It is far from unusual in this business to meet someone convinced he is the owner of fabulous mineral riches. In many cases, of course, the riches are fabulous in the narrow sense of the word — a fable. But in other cases, the conviction rests on a misunderstanding of the law.
Such is the difficulty that surrounds negotiating with a landowner for access to mineral rights. Many landowners are certain they have a deed whose provisions and entitlements extend all the way to the earth’s core. And this is the cause of much misunderstanding.
Such seems to be the case in the British Columbia interior, where landowners north of Kamloops have sought to stop a small bentonite miner, Western Industrial Clay Products, from mining claims on their property.
The landowners, Warren and Carolyn Bepple, are decent and hard-working people (you have to be to live in a rural area these days), and their desire to keep the land is understandable, and no doubt genuine — they lived on the land once (though they now live about 15 km away), and they still use it for pasture.
But from here, the fight over the land looks nasty. Western Industrial Clay approached the couple nine years ago and offered to buy the land. The Bepples refused to sell, not because the offer wasn’t fair, but because they didn’t want it to be mined.
They subsequently took their case to the provincial Mediation and Arbitration Board, which said, not unreasonably, that the law was the law and a claim-holder had the right to mine. If a claim-holder doesn’t have that right, what exactly does a mining claim mean?
The board allowed an application by the landowners to extract an additional $32,000 over the amount that had been agreed as fair value. That decision was overturned by the British Columbia Supreme Court in January.
Now the nasty part: the Bepples have been funded by West Coast Environmental Law, a group that funds and provides legal advice for court and regulatory challenges to mining projects.

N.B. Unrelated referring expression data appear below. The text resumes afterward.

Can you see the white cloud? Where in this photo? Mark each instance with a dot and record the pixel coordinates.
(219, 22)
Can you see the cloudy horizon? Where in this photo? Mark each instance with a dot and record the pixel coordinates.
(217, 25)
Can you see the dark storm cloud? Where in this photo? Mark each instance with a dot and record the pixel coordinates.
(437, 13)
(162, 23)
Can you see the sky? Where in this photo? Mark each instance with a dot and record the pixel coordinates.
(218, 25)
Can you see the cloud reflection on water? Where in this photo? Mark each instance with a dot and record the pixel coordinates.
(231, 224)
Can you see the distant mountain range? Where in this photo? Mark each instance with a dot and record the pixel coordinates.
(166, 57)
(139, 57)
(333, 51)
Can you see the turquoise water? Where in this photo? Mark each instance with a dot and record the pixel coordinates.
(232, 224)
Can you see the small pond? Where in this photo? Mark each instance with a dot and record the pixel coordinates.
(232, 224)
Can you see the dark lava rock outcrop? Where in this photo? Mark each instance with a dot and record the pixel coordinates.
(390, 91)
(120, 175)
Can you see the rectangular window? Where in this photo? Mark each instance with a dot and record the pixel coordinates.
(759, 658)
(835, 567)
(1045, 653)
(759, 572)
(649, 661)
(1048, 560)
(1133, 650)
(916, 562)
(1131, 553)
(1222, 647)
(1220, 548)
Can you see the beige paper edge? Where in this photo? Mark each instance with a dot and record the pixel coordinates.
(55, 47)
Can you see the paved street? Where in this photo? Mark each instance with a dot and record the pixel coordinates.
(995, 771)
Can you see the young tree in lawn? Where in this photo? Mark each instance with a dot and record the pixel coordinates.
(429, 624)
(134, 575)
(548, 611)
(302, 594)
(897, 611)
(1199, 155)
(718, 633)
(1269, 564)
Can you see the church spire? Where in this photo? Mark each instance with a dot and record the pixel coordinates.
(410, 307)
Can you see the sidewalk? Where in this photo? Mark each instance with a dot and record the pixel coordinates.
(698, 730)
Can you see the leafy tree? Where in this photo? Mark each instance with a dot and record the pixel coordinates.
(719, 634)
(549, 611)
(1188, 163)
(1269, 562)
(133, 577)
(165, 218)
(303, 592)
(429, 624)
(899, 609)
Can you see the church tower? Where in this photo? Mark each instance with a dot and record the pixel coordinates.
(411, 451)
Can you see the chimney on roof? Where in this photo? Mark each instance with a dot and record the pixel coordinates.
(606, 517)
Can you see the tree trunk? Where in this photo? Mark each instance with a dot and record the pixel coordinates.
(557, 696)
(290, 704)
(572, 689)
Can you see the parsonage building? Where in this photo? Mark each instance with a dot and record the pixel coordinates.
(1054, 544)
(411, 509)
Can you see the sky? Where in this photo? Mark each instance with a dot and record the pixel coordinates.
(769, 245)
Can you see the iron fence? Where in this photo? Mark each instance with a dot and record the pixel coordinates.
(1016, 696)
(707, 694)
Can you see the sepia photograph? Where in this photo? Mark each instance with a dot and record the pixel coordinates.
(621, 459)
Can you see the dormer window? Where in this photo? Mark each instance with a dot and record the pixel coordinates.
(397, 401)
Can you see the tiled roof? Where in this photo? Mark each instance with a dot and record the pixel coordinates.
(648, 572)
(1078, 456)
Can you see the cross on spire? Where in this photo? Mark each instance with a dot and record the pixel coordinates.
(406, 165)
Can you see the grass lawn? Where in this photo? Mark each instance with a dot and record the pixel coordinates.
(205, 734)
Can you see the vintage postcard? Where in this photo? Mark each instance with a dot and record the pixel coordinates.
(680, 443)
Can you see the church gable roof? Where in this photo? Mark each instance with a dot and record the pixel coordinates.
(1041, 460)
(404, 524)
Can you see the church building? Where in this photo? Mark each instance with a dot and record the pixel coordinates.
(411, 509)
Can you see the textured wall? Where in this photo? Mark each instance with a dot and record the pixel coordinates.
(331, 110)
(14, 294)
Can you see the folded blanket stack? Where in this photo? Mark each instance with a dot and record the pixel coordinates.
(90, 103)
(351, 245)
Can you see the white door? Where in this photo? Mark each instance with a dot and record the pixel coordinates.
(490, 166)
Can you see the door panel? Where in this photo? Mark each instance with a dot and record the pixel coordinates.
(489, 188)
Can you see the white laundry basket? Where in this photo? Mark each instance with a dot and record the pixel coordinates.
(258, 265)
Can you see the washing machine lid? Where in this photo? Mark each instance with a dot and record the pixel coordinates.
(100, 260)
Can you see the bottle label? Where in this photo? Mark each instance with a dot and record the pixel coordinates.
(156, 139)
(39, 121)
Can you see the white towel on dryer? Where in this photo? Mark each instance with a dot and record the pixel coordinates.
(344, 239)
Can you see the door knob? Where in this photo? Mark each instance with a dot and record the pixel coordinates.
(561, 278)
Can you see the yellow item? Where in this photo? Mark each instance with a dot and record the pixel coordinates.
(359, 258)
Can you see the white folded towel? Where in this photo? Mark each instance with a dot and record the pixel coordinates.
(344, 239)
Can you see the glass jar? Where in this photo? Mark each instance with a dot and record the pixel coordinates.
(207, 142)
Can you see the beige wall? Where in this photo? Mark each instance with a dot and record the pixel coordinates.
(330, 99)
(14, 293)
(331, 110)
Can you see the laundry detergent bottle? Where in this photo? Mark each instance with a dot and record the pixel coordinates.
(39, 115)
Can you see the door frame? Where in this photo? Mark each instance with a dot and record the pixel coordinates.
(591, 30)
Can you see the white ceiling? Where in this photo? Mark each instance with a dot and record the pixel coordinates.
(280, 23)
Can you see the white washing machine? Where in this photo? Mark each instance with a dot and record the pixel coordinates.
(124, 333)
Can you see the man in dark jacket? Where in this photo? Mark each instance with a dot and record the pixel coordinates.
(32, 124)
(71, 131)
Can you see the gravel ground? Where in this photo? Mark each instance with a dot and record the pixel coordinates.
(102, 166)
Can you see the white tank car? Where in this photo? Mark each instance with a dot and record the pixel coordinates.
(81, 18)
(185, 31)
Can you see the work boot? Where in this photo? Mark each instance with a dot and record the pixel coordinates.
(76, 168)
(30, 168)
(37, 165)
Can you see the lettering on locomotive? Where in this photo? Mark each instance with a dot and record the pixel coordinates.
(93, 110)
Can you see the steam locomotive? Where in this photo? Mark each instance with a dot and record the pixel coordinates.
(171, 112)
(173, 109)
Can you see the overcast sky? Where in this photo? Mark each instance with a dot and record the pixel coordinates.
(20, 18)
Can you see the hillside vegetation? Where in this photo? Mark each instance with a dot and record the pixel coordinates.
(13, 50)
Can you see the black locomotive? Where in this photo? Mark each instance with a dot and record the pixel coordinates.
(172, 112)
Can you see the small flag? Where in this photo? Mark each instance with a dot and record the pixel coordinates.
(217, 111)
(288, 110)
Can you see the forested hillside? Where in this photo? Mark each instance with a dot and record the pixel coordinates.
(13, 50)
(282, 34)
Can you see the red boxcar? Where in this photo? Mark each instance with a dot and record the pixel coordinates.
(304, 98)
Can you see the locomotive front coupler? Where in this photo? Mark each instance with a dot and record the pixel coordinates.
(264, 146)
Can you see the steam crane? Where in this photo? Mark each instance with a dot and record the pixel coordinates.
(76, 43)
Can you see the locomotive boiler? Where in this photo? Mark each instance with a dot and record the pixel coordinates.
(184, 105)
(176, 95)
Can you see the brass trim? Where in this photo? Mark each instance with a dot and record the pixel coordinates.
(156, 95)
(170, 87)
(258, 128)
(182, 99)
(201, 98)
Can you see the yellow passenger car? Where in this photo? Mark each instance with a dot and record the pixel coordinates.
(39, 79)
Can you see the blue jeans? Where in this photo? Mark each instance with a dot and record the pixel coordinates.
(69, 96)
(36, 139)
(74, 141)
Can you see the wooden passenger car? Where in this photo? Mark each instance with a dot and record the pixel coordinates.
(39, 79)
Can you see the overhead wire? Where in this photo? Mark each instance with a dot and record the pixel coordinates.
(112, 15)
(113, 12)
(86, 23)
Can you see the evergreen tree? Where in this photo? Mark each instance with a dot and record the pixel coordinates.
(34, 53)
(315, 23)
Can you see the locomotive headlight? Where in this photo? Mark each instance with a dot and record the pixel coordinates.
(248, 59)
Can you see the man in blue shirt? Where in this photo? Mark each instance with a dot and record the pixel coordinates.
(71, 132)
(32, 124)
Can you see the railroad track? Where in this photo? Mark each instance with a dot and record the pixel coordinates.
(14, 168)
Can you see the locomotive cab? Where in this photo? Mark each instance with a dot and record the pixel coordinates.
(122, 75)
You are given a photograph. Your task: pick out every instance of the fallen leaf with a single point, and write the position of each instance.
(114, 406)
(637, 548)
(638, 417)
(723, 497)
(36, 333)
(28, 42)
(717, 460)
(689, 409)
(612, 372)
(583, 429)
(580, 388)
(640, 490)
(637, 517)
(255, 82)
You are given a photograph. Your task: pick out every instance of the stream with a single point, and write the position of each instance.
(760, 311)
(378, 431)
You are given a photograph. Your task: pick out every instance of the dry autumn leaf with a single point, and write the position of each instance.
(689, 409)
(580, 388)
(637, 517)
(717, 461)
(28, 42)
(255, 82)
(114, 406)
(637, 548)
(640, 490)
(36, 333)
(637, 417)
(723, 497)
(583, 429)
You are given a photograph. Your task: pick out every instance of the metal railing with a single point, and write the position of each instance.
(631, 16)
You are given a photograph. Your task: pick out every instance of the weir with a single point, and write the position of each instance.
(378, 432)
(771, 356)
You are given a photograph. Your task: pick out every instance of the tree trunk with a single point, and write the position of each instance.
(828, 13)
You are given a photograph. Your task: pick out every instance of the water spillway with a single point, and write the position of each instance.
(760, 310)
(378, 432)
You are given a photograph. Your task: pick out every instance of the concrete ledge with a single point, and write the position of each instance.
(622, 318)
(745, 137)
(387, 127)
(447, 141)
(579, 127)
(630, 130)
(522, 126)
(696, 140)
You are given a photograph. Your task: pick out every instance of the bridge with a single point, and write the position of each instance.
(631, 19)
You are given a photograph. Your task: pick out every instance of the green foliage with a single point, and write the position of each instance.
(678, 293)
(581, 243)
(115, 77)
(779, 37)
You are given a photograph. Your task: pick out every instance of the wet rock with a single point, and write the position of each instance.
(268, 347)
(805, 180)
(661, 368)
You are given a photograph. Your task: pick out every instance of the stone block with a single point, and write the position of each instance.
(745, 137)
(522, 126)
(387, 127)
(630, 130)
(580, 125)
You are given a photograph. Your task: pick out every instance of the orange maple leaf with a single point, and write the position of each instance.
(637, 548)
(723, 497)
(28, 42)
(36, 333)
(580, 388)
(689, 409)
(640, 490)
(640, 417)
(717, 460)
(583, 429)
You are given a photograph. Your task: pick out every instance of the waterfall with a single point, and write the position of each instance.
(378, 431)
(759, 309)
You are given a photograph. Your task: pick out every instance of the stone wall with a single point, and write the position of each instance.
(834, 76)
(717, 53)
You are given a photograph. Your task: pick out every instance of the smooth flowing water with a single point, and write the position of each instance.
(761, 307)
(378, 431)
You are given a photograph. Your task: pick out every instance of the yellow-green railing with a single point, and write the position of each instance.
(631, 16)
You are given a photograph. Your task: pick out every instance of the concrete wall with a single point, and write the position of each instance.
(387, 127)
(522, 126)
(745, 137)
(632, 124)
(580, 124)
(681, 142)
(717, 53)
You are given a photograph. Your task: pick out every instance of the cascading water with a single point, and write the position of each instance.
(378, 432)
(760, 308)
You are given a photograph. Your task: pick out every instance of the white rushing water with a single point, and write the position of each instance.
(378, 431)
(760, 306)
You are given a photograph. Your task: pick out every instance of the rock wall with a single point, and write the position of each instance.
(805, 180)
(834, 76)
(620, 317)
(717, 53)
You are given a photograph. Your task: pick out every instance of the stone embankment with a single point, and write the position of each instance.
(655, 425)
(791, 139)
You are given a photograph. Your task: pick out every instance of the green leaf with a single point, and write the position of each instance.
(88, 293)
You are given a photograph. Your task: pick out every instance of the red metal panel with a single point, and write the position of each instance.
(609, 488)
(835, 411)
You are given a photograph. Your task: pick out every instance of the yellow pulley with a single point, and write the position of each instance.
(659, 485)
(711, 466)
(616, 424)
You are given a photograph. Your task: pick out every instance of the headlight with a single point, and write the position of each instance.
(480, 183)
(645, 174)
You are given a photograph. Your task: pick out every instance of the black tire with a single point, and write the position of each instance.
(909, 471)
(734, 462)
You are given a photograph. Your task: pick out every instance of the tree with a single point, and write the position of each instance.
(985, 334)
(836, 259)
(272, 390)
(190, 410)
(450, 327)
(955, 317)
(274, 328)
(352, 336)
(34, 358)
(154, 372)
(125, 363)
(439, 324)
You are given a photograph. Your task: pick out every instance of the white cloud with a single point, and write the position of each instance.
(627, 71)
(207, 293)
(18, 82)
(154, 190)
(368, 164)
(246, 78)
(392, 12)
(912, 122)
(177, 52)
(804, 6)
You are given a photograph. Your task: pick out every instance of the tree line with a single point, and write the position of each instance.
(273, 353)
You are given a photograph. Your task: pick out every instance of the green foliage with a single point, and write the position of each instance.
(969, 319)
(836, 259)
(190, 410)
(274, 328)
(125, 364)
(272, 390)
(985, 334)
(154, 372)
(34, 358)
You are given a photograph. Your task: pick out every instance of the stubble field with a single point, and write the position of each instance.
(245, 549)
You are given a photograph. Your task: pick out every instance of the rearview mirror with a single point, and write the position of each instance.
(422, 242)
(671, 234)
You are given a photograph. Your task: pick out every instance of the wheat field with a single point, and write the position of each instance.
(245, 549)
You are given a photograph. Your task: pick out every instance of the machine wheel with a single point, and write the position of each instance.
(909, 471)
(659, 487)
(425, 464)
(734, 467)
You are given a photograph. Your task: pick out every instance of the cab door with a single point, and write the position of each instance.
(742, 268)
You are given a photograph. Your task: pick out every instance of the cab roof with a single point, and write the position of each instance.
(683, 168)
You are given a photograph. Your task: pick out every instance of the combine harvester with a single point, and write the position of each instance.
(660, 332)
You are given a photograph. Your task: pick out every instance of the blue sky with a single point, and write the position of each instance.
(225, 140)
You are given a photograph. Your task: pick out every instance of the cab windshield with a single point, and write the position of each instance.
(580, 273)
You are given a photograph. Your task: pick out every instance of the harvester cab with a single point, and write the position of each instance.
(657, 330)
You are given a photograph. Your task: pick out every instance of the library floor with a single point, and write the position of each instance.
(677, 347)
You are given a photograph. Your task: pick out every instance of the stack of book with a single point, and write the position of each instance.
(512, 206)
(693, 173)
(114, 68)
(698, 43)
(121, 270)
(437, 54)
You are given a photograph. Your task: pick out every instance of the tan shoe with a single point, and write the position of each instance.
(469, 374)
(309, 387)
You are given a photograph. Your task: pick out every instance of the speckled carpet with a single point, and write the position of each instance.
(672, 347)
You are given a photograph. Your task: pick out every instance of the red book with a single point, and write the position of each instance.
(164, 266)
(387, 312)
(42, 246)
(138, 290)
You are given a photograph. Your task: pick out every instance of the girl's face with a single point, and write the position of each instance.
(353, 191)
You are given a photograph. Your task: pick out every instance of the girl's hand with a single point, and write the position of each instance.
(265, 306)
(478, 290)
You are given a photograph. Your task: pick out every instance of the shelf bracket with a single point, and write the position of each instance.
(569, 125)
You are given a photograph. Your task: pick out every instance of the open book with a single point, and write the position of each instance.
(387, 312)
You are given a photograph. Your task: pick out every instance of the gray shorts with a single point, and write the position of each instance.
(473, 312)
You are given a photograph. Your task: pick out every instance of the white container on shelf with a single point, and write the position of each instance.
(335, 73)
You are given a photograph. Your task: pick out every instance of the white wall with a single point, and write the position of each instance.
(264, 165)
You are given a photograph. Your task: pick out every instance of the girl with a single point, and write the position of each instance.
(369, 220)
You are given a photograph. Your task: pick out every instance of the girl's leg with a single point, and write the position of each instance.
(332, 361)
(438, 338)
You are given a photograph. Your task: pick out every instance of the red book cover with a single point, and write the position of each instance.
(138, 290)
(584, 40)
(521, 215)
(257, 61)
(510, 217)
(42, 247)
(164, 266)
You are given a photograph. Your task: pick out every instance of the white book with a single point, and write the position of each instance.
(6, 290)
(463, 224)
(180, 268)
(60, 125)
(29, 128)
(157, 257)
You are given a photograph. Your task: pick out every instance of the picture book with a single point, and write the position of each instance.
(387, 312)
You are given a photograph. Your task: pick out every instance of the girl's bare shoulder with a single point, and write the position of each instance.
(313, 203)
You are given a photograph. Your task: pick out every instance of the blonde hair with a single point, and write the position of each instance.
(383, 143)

Once again, the roadblock-erectors have jumped into the approvals process to stall or stop a legitimate project.
Their rationale is straight from the misunderstanding of the law we mentioned at the outset: property holders — the holders of surface rights — should have a veto over resources they don’t own. West Coast Environmental Law has been quite explicit about their stand that if cottagers and farmers think they own subsurface resources, then the law should treat them that way.
We won’t say, as others in other times might have said, that you can’t stop progress. You can, and sometimes you should. What we will say is that arbitrarily deciding whether a claim-holder with legal rights to mine can or cannot do so is not within anybody’s rights.
Society exists because people recognize that they cannot always have their own way about common resources and common interests. That is where law comes from; it is where government comes from; and it is where the approvals process comes from.
And free entry is as much a part of the law as any statute, and far more a part of the law than the ideology that underpins advocacy groups. The B.C. Supreme Court was right in matching the judgment to the case at hand, and not penalizing Western Industrial Clay at the whim of the landowner.
Bepple told the National Post that development on his land is “legal, but it’s not fair and it’s not just.” Wrong, Mr. Bepple. The law is, on occasion, an ass. But much of the time it is the only measure we have of what is fair and just. Free entry has survived as a principle of resources law not because it serves the miner but because it serves all of society.